I am making a network which is similar to SE-Net(https://github.com/titu1994/keras-squeeze-excite-network/blob/master/se.py) using keras, but quite different with it.
Suppose that I want to make some layer sequence like :
import keras
Input = keras.model.Input((None,None,3))
x1 = keras.layers.Conv2d(filters = 32, kernel_size = (3,3))(Input)
x_gp = keras.layers.GlobalAveragePooling()(x1)
x2 = keras.layers.Conv2d(filters = 32, kernel_size = (1,1))(x_gp)
x3 = keras.layers.Conv2d(filters = 8, kernel_size = (1,1))(x2)
x2_ = keras.layers.Conv2d(filters = 32, kernel_size = (1,1))(x3)
x_se = keras.activation.sigmoid()(x2_)
I want to know that applying x_se like this is programmable. Please tell me if I am doing wrong.
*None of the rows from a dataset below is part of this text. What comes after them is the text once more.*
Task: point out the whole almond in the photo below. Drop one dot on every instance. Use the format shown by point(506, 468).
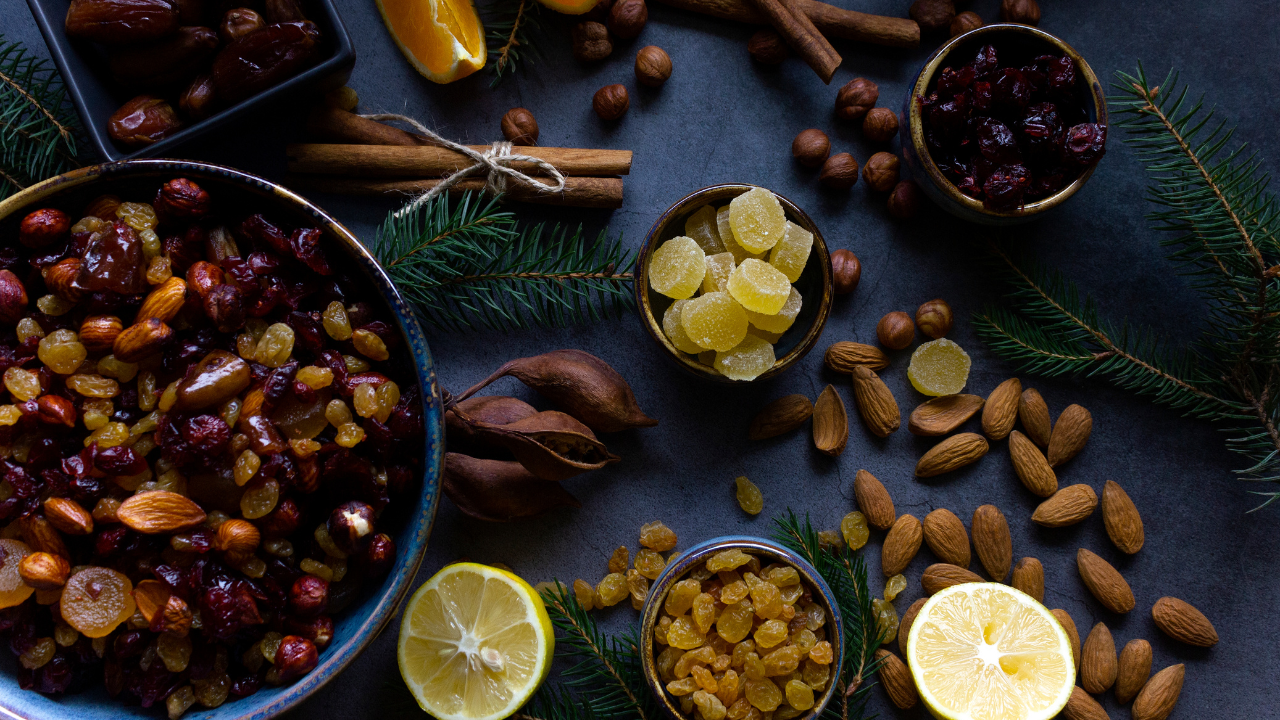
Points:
point(159, 511)
point(1066, 507)
point(1182, 621)
point(1121, 519)
point(780, 417)
point(951, 454)
point(1134, 670)
point(1159, 696)
point(1029, 578)
point(1029, 464)
point(991, 541)
point(900, 546)
point(1105, 582)
point(941, 415)
point(941, 575)
point(876, 402)
point(844, 356)
point(896, 679)
point(873, 500)
point(830, 423)
point(1001, 410)
point(1098, 665)
point(1070, 433)
point(1033, 411)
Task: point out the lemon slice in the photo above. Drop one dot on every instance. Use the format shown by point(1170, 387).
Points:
point(475, 643)
point(986, 651)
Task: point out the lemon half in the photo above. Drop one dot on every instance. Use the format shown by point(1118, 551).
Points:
point(475, 643)
point(986, 651)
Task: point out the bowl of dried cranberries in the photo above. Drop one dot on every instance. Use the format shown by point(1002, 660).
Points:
point(219, 445)
point(1004, 123)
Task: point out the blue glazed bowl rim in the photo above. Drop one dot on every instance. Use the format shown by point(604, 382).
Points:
point(682, 563)
point(336, 657)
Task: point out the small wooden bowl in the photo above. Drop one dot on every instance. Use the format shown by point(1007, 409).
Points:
point(814, 285)
point(915, 153)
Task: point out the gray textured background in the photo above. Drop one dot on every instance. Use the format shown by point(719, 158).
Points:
point(720, 119)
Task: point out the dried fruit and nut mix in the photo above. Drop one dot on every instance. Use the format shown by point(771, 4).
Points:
point(193, 470)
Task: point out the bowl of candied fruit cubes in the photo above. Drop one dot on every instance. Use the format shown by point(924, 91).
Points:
point(219, 445)
point(1004, 123)
point(735, 283)
point(741, 627)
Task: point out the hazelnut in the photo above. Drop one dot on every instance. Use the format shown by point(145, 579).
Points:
point(611, 101)
point(935, 318)
point(44, 227)
point(810, 147)
point(520, 127)
point(880, 124)
point(895, 331)
point(767, 48)
point(855, 99)
point(840, 172)
point(592, 41)
point(964, 22)
point(627, 18)
point(845, 270)
point(653, 65)
point(881, 172)
point(1025, 12)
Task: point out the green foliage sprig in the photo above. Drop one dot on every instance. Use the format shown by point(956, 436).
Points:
point(1221, 228)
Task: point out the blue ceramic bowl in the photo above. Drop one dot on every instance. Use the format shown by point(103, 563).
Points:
point(767, 551)
point(374, 607)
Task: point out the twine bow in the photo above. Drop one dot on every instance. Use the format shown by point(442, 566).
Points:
point(493, 163)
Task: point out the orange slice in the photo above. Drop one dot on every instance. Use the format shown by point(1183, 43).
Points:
point(443, 39)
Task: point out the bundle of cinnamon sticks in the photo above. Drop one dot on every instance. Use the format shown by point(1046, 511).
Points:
point(362, 156)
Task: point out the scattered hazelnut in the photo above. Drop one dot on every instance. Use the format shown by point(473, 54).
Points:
point(1025, 12)
point(935, 318)
point(881, 172)
point(653, 65)
point(840, 172)
point(845, 270)
point(810, 147)
point(880, 124)
point(590, 41)
point(520, 127)
point(895, 331)
point(767, 48)
point(627, 18)
point(964, 22)
point(611, 101)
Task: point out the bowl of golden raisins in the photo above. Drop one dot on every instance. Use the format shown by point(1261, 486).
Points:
point(741, 627)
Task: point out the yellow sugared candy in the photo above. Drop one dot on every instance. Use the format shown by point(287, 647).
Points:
point(791, 254)
point(714, 322)
point(748, 360)
point(675, 332)
point(705, 232)
point(759, 287)
point(938, 368)
point(781, 320)
point(677, 268)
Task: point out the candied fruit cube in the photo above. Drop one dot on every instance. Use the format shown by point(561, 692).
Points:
point(677, 268)
point(757, 219)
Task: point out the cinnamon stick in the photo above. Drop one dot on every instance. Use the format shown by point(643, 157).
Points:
point(425, 162)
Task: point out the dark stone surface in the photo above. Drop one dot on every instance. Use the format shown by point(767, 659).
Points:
point(720, 118)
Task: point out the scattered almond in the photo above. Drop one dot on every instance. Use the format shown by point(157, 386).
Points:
point(1182, 621)
point(1070, 433)
point(1105, 582)
point(951, 454)
point(1121, 519)
point(941, 415)
point(946, 537)
point(1066, 507)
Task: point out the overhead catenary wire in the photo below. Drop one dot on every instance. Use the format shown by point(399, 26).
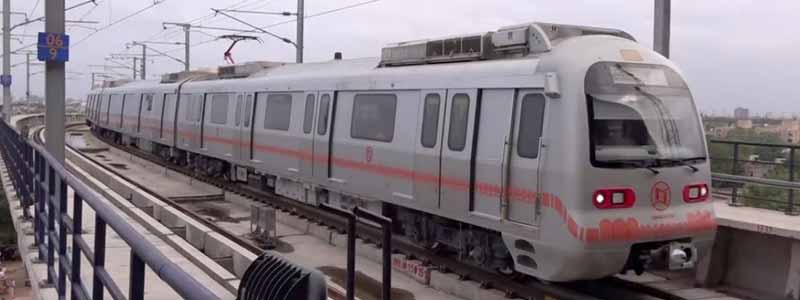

CodePudding user response:
you can for sure experiment sigmoid as an activation for cnn layers too but the reason why sigmoid is not used with cnn layers are:
1. Sigmoid function is monotonic but it's derivative is not therefore there is a possibility that your training can be stuck
2. Sigmoid range:[0,1]
if you are experimenting sigmoid with cnn layers then I would suggest you to use it only for few layers. You can give swish a try.